Masood Janjua, un homme d’affaires âgé de quarante-cinq ans, est maintenu en détention secrète depuis plus de trois ans. Le 30 juillet 2005, il effectuait un trajet en bus lorsque des membres des forces de sécurité l’ont arrêté. Les autorités ont nié le détenir mais Amina Janjua a présenté à la Cour suprême une déclaration faite sous serment par cinq personnes affirmant que son mari a en fait été placé dans plusieurs lieux de détention successifs – notamment dans un bâtiment militaire surnommé « Atelier 501 » à Rawalpindi – par l’l’Inter-Services Intelligence, les très craints services de renseignements de l’armée pakistanaise.

Amina

Amina est la fondatrice et la porte-parole de Défense des droits humains, une organisation pakistanaise qui apporte soutien et conseils aux parents de disparus dans le pays.
Défense des droits humains a acquis une certaine notoriété au Pakistan, et ses membres organisent régulièrement des rassemblements à travers le pays, entretenant des contacts avec le mouvement des avocats et effectuant des démarches auprès du président et de politiciens influents, au sujet de leurs proches disparus. Les familles ont formé des recours auprès de la Cour suprême, qui a examiné ces affaires en 2006 et 2007. Défense des droits humains représente désormais quelque 563 familles de disparus.

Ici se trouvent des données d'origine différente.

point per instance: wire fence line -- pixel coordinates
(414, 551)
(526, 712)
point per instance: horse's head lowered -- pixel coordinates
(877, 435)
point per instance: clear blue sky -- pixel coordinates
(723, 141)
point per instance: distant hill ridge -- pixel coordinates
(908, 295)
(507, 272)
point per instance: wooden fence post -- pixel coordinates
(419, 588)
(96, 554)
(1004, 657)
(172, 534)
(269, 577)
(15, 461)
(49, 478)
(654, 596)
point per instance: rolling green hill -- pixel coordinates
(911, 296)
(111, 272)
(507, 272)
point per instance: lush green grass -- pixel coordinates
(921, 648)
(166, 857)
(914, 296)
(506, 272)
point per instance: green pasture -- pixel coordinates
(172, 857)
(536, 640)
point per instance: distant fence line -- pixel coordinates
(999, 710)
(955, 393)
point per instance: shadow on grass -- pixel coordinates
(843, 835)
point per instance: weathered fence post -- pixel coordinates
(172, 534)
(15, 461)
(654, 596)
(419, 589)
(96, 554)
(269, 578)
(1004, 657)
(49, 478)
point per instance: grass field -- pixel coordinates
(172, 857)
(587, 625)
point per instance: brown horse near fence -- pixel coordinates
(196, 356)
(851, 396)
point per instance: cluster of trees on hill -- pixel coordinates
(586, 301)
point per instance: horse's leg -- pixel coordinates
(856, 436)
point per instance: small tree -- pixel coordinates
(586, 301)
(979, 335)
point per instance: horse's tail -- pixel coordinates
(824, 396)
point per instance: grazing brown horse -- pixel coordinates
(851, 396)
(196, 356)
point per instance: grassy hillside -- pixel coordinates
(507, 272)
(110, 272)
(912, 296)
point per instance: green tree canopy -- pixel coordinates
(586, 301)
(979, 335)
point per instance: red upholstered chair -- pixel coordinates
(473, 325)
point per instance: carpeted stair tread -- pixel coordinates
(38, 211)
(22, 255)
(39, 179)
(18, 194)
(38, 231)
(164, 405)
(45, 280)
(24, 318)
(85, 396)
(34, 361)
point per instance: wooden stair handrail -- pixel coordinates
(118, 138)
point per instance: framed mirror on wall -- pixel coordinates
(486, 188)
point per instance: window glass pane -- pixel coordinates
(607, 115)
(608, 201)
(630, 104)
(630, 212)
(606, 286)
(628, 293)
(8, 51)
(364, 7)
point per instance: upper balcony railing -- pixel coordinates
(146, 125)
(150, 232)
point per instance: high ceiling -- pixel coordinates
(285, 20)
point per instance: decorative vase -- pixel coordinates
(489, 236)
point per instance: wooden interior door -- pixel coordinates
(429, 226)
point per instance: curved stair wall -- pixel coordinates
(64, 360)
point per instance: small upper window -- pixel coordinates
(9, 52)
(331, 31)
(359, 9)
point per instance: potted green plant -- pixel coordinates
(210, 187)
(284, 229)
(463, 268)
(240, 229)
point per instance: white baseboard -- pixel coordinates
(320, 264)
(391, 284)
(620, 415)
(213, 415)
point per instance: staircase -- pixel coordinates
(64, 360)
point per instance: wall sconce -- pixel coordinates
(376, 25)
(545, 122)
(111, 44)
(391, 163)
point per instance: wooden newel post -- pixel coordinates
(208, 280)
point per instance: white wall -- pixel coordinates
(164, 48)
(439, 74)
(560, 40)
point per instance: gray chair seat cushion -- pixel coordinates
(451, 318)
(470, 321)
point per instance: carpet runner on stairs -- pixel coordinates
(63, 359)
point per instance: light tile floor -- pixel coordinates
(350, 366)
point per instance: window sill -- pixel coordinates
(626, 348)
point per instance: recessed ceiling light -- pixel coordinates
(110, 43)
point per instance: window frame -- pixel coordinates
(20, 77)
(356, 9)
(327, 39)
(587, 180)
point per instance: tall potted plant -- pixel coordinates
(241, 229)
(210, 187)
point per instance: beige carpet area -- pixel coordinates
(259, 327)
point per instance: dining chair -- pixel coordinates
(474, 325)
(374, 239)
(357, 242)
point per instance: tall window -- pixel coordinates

Atiq ur RehmanAtiq-ur Rehman

Atiq-ur Rehman, vingt-neuf ans, scientifique travaillant pour la Commission pakistanaise à l’énergie atomique, a été arrêté à Abbotabad, dans la province de la Frontière du Nord-Ouest, le 25 juin 2004, jour de son mariage. La police a refusé d’enregistrer la plainte de sa famille en expliquant qu’il était détenu par un service de renseignements. L’ONG Défense des droits humains a porté cette affaire et quelques autres devant la Cour suprême. Lors des audiences se déroulant devant la Cour, des représentants de l’État ont nié le maintenir en détention et savoir où il se trouvait. Il a été licencié pour « absence délibérée ». On ignore tout du sort de cet homme et de l’endroit où il se trouve.